PHOENIX — The new part of Loop 202, or the South Mountain Freeway, has been open for about three weeks, making an easier commute for drivers going across the Valley.
But people who live by the new highway say it's not what they expected when it comes to noise and traffic.
"In some respects it’s a great thing," Gary Quinones explained. "In my situation, it’s bad because it’s right in my backyard."
The new freeway is not the view Quinones had when he and his family moved in 14 years ago.
The sound wall goes right behind his yard and his homeowners association is building another wall to set boundaries.
Quinones said he knew there would be noise, especially after years of construction, but the finished product is posing even more problems.
"It is noisier than what a lot of people anticipated," he said.
Carl Noble lives a few blocks over from Quinones. He said noise from the vehicles going by echoes through the neighborhoods.
"At times when there’s semis going by, it sounds like a propeller airplane coming through," he said. "It just kind of vibrates and rumbles."
Not everyone who talked to 12 News said they were bothered by the traffic, but many living near the South Mountain Freeway hope the new noise isn't just part of a new normal.
ADOT says when they original tested the area for sound, their results were within guidelines.
But due to the high volume of noise complaints the department has received since the road opened, ADOT is testing again. They started Thursday morning, monitoring rush hour traffic.
"What is the loudest?" spokesman Tom Herrmann said, referring to what officials are looking for. "Are we within the guidelines, are we not?
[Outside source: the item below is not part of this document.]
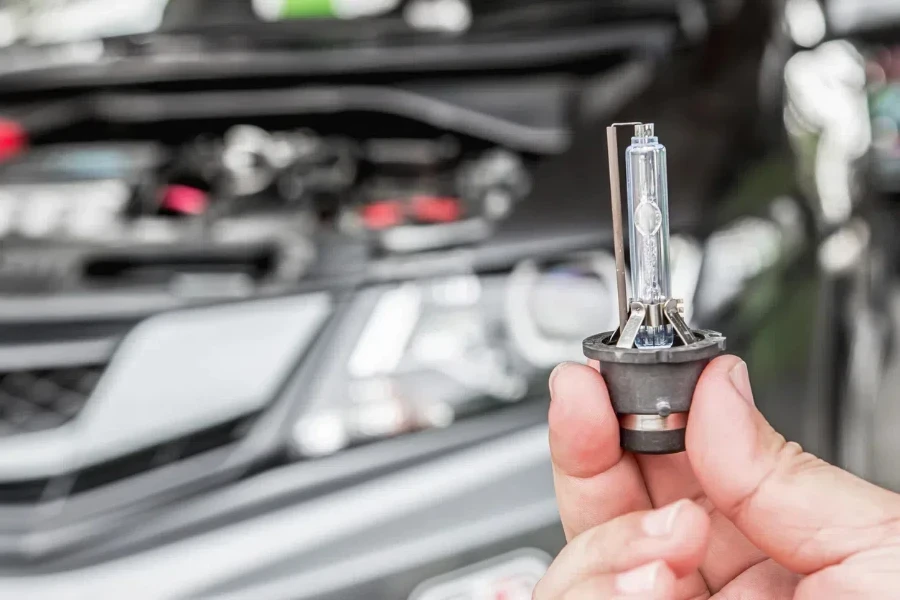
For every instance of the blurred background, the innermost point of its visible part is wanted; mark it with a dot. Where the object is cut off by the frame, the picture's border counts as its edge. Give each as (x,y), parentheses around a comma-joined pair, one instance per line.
(281,281)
Is there something we need to do to continue mitigating the noise?"
Federal rules say the noise can't be more than 64 decimals.
Early ADOT results show they're under that level, but officials are going to keep testing at different times in different spots to see if there needs to be any more changes made.
A possible fix could be modifying the noise wall, but that decision would be based on results of the most recent noise tests.